CO₂ has dual functions, i.e., as a carbon source to support microorganism growth and for pH control to regulate the microbial activities in H₂-MBfRs [19,31]. Simulations were, therefore, conducted to investigate the effects of CO₂ addition on the evolution of stratification characteristics of the biofilm at the supply pressure of 0.004–0.036 MPa. As shown in Figure 10a–c, the increase in CO₂ pressure from 0.004 to 0.02 MPa led to insignificant changes in the H₂, NO₃⁻, and BrO₃⁻ concentration gradients of the biofilm. Once the CO₂ pressure was higher than 0.02 MPa, the accumulation of H₂ and NO₃⁻ was increased in the biofilm. The BrO₃⁻ concentrations in the biofilm were slightly increased at the CO₂ pressure of 0.036 MPa. This implies that DNB was more sensitive to the acidic conditions (pH 6.0–6.2 at CO₂ pressure 0.028–0.036 MPa) than BRB.

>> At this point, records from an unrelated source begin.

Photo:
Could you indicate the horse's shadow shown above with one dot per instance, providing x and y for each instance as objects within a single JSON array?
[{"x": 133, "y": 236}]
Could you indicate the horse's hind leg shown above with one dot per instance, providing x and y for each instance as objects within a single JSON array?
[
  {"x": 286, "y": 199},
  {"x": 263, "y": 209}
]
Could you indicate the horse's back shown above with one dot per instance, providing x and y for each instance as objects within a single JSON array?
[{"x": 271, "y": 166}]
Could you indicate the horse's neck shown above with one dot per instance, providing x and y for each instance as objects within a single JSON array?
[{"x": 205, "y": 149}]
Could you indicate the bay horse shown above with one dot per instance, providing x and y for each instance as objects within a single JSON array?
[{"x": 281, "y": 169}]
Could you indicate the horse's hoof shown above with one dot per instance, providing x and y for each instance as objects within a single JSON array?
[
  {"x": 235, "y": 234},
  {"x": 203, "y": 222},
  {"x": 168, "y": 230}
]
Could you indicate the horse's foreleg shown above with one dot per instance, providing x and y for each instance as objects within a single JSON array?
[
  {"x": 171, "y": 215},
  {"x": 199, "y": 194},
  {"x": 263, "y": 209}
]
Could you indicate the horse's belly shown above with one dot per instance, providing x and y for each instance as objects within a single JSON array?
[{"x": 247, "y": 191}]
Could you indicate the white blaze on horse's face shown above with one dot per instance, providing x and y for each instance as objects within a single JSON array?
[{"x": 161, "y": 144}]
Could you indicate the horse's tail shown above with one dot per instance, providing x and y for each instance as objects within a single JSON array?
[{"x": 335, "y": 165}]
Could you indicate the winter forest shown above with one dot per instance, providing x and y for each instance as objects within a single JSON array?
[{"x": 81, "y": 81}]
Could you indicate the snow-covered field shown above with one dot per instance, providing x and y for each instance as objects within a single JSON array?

As depicted in Figure 10d, as the CO₂ pressure was increased from 0.004 to 0.036 MPa, no apparent difference was found in the DNB fractions, while a slight increase in the BRB fractions was observed. It can be seen from Figure 10e,f that, when the CO₂ pressure was less than 0.02 MPa, the DNB and BRB activities in the biofilm all gradually augmented with the increase in distance from the HFM side. This can be attributed to the relatively higher NO₃⁻ and BrO₃⁻ concentrations in the biofilm exterior. It is interesting to note that, compared to the activities of DNB and BRB at the CO₂ pressure below 0.02 MPa, a CO₂ pressure beyond this value gave rise to decreased and increased microbial activities in the exterior and interior of the biofilm, respectively. This can be explained by the fact that DNB and BRB in the biofilm exterior were in the vicinity of the bulk liquid, and the acidification of bulk liquid severely inhibited their metabolic activities; subsequently, the declined activities of microorganisms in the biofilm exterior led to more diffusion of NO₃⁻ and BrO₃⁻ toward the HFM side (Figure 10b,c), which consequently led to increased activities of DNB and BRB in the biofilm interior. When the CO₂ pressure was increased from 0.012 to 0.036 MPa, DNB activity in the majority of the biofilm significantly declined, while the decreased BRB activity in the biofilm exterior was accompanied by an increase in BRB activity in the biofilm interior (Figure 10e,f). This also indicates that BRB was more tolerant of the acidic aquatic environment than DNB.

4. Conclusions

An expanded multispecies model was developed to provide key information regarding the microbial BrO₃⁻ and NO₃⁻ reduction processes in the H₂-MBfR in diverse operating conditions. The selected model parameters, K_m, µ_BRB, µ_DNB, and K_BrO3, were calibrated to the best-fit values of 0.189 m/day, 0.85 day⁻¹, 0.57 day⁻¹, and 0.014 mg/L, respectively. The good agreement between experimental measurements and modeled results indicates the accuracy and reliability of the calibrated model. The evolution of the substrate gradients, as well as microbial fraction and activity, was driven by the changing system operating parameters involving H₂ pressure, BrO₃⁻ and NO₃⁻ loading, and CO₂ pressure. Increasing H₂ pressure led to more efficient BrO₃⁻ and NO₃⁻ reduction in the biofilm, but an exorbitant pressure (beyond 0.04 MPa) gave rise to off-gassing of H₂. The augment in BrO₃⁻ loading had no significant influence on NO₃⁻ reduction, while an influent NO₃⁻ concentration higher than 10 mg N/L resulted in the apparent inhibition of BrO₃⁻ reduction. A CO₂ pressure over 0.02 MPa had a distinct negative influence on NO₃⁻ reduction, but minorly impacted BrO₃⁻ reduction. The simulation results of the developed model offer important mechanistic insights into the BrO₃⁻ and NO₃⁻ reduction processes of H₂-MBfR.